The fundamental beliefs and resulting conduct of “the Adrian Wijemannes of Sri Lanka” are incomprehensible to others. Not being able to appreciate their commitment to lofty abstractions, they simply see it as being pro-Tamil. The syllogism seems to run as follows: She (or he) is pro-Tamil. Anyone who is pro-Tamil is, ipso facto, anti-Sinhalese. Therefore, she or he is a traitor. That the Wijemannes are not pro a group but are strongly “pro” ideals of equality, decency and fair-play is beyond their comprehension. Besides, for them to accept that the Wijemannes of this world stand for justice for all irrespective of skin-colour, religion or ethnic group is to admit that they themselves are ‘racist’ and unjust.
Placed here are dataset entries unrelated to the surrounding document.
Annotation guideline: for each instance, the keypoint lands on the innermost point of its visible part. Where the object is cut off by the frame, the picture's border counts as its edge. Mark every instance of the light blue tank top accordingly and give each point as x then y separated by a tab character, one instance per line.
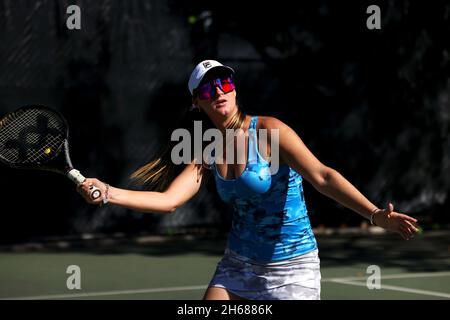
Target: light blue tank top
270	220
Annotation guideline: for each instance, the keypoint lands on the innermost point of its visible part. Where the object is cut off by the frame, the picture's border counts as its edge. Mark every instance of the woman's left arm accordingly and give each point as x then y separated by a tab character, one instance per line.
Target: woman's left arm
331	183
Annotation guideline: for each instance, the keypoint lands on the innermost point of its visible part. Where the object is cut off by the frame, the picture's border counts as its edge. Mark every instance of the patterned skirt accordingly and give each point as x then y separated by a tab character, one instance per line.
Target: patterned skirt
293	279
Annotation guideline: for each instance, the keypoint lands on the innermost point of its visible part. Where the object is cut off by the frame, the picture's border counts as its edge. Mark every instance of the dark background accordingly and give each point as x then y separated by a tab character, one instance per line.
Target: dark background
372	104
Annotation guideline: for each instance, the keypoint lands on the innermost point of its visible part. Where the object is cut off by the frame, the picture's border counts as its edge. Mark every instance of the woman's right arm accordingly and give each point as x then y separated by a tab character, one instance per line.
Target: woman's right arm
182	188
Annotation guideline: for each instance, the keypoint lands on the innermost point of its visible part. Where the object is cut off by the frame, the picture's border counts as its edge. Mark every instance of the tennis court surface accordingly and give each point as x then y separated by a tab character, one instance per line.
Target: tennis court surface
180	268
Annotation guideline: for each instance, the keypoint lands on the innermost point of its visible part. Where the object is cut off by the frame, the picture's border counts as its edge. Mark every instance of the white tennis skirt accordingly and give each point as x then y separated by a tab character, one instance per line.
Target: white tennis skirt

I hope it is clear this is not about Adrian Wijemanne the individual but about Adrian Wijemannes in the plural, male and female. To label them “pro-Tamil” is to avoid, through calumny, facing fundamental political and moral issues. It is easier to damn the Adrian Wijemannes than to examine the truth about oneself. The surface manifestation may be “pro Tamil” but the struggle, at root and as ever, is for justice; for a common and equal humanity.
There are, I suggest, no “pro-Tamil” Sinhalese but only some Sinhalese who never forget that every “you” is also an “I”.